CNet has an interesting interview with Nine Inch Nail’s Trent Reznor on his recent experiment with Saul Williams’ debut CD, The Inevitable Rise and Liberation of NiggyTardust.
Reznor and Williams made NiggyTardust available as a free download, but also let you purchase a higher-quality version for a nominal fee. In the interview, Reznor talks about his frustration with the level of interest in purchasing the CD:
Saul and I went at this thing with the right intentions. We wanted to put out the music that we believe in. We want to do it as unencumbered and as un-revenue-ad-generated and un-corporate-affiliated as possible. We wanted it without a string attached, without the hassle, without the bait and switch, or the “Now you can buy the s**** version if you buy…” No, no, we said: “Here it is. At the same time, it’d be nice if we can cover the costs and perhaps make a living doing it.”
It kind of gets into the bigger picture that you’ve had to face as a musician over the last few years, which in my mind was a bitter pill to swallow, but it’s pretty far down the hatch with me now: the way things are, I think music should be looked at as free. It basically is. The toothpaste is out of the tube and a whole generation of people is accustomed to music being that way.

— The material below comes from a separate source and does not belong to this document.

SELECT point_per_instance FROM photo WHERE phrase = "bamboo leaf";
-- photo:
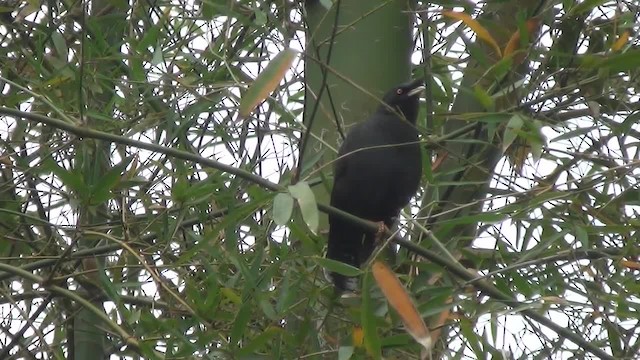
(267, 81)
(481, 32)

There’s a perception that you don’t pay for music when you hear it on the radio or MySpace.
Reznor goes on to suggest taxing your Internet connection to pay for music:
In my mind, I think if there was an ISP tax of some sort, we can say to the consumer, “All music is now available and able to be downloaded and put in your car and put in your iPod and put up your a– if you want, and it’s $5 on your cable bill or ISP bill.”
Reznor’s on crack if he thinks that we want to let the music industry f*** us like an animal and tax our Intenet connections.
via Podcasting News
i wish there had been some sort of feedback on the NT download site. i would have said “gonna DL this, and if i like it i’ll come back and buy it”. but, since i didn’t like it i removed it from my machine. and obviously didn’t pay.
in general, when i come across something i like (for free), i go out of my way to pay for it. hopefully, the artists and producers actually see the payment, which you usually never know.
as far as trent’s idea of taxing me… well like i say, he woulda got my money if i liked it. i’m bombarded by shitty music all day, i sure don’t wanna pay a tax on that!
as a follow-up example, bourbonese qualk put their entire catalog online for free a while back. i was ecstatic, since their stuff was very hard to find anyway. i DL’d all of it, and got hold of them to see what i could do in return. they asked for a donation to Médecins Sans Frontières rather than any payment to them. a few minutes later, MSF had $50 from me.
i know how hard being a musician can be, and i try my best to compensate the artist in the manner they see fit. with teh nets, distribution and compensation can now be immediate and direct. lots of creative things are yet to happen in regards to that.
some of these early experiments (radiohead, saul & trent, prince, etc) may be view with varying degrees of success (or failure) but it is a step in the right direction. the only thing i see the industry dinosaurs as being able to provide anymore is promotion, and i even see that going back to a grassroots, word-of-mouth thing, which is the way it should be anyway.
It can’t be lost on Trent that Radiohead did pretty well with their recent experiment.
Maybe the NiggyTardust album was bad? (I don’t know since I didn’t hear it and wouldn’t have liked it anyway). Seems like he’s in the same mindset as the rest of the music industry – if our product is tanking it’s because you’re some kind of idiot, or a thief. Couldn’t be the product is lame, no way.
I downloaded to check it out and it just didn’t hit it with me.
To my way of thinking, though, getting over 100,000 downloads of the album is pretty amazing considering it’s somebody that nobody has ever heard of.